By Our Editorial Team
First publised on 2022-12-10 02:14:10
In the results for the three elections - Gujarat, Himachal Pradesh and Municipal Corporation of Delhi (MCD), there was no single narrative. The BJP won Gujarat by creating a record and increased its seats and the vote share. In Himachal, the fight was neck to neck and in the end the Congress surged ahead to emerge victorious in 40 seats despite there being less than 1% difference in the vote share of both parties. In MCD, the AAP won more seats than the BJP and will now control the body but it was not as if AAP blew away the BJP. With 103 seats, the BJP will be a formidable opposition in the body.

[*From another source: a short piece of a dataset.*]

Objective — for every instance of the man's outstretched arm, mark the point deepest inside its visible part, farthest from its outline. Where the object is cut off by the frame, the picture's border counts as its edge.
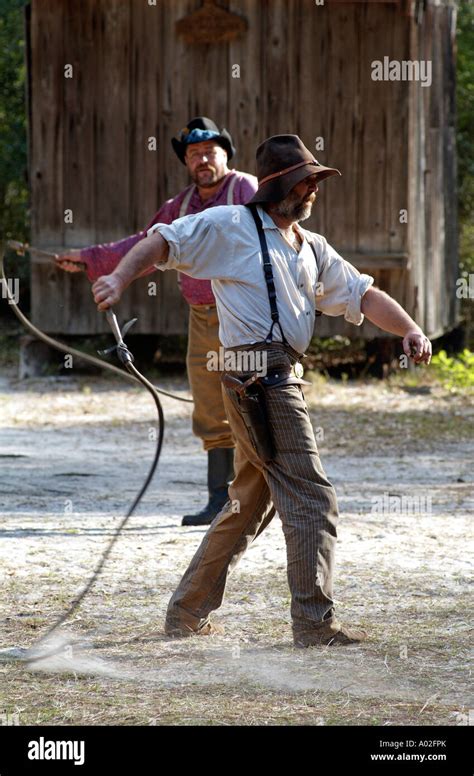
(108, 289)
(388, 315)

The results show that the BJPs hegemony in Gujarat (it has been ruling the state for the last 27 years) is intact. In 2017, the Congress had drafted young Turks like Hardik Patel (Patidar), Jignesh Mevani (Dalit) and Alpesh Thakur (OBC) and conducted a spirited campaign to give a huge scare to the BJP by reducing its seats to just 99 and winning 77 for itself. But that campaign fell short of displacing the BJP and since then, it seems that the air had been punctured from the Congress balloon. Instead of building on the excellent show then, the party could not retain talent (Hardik and Alpesh Thakur left to join the BJP and Mevani was given no role), was mired in infighting and defections and lost the plot. This time it conducted a surprisingly low key campaign and allowed AAP to capture more than one-fourth of its voters. The division in opposition votes helped but the BJP is so strong in Gujarat that even the combined opposition vote share would not have been enough to beat it.
In Himachal, the difference in overall vote share was just 0.9% but under the first past the post system, the Congress managed to get 40 seats and the BJP lost 19 seats from its 2017 tally of 44. This showed that there was something wrong with the famed election machinery of the BJP as it could not manage booths where it was weak. The Congress ran a spirited campaign using local leaders (mainly the family of late Virbhadra Singh) and pinned the BJP on unfulfilled promises. The BJP gave a tough fight but it got nearly 4% less votes than it got in 2017 and in the end that is what titled the scales against it.
The MCD elections showed that AAP cleverly convinced the people of Delhi about the 'double engine' government of its own and the inefficiency and corruption of the BJP-run Corporation. It used its record of efficient service delivery in Delhi and asked people to elect a councillor from the same party to get seamless services. The BJP put up a good fight as its local leaders have a good connect with the people but they were hampered by not having a local leader to match Kejriwal's charisma.
These results show that the BJP can be beaten in north India. But they also show that it is not completely down and out. In both Himachal and Delhi, its vote share is healthy. Unlike the Congress, the party learns from its defeats and uses its infrastructure and election machinery to take remedial steps, as it did in Gujarat after the scare in 2017. The opposition will have to be ready to counter that.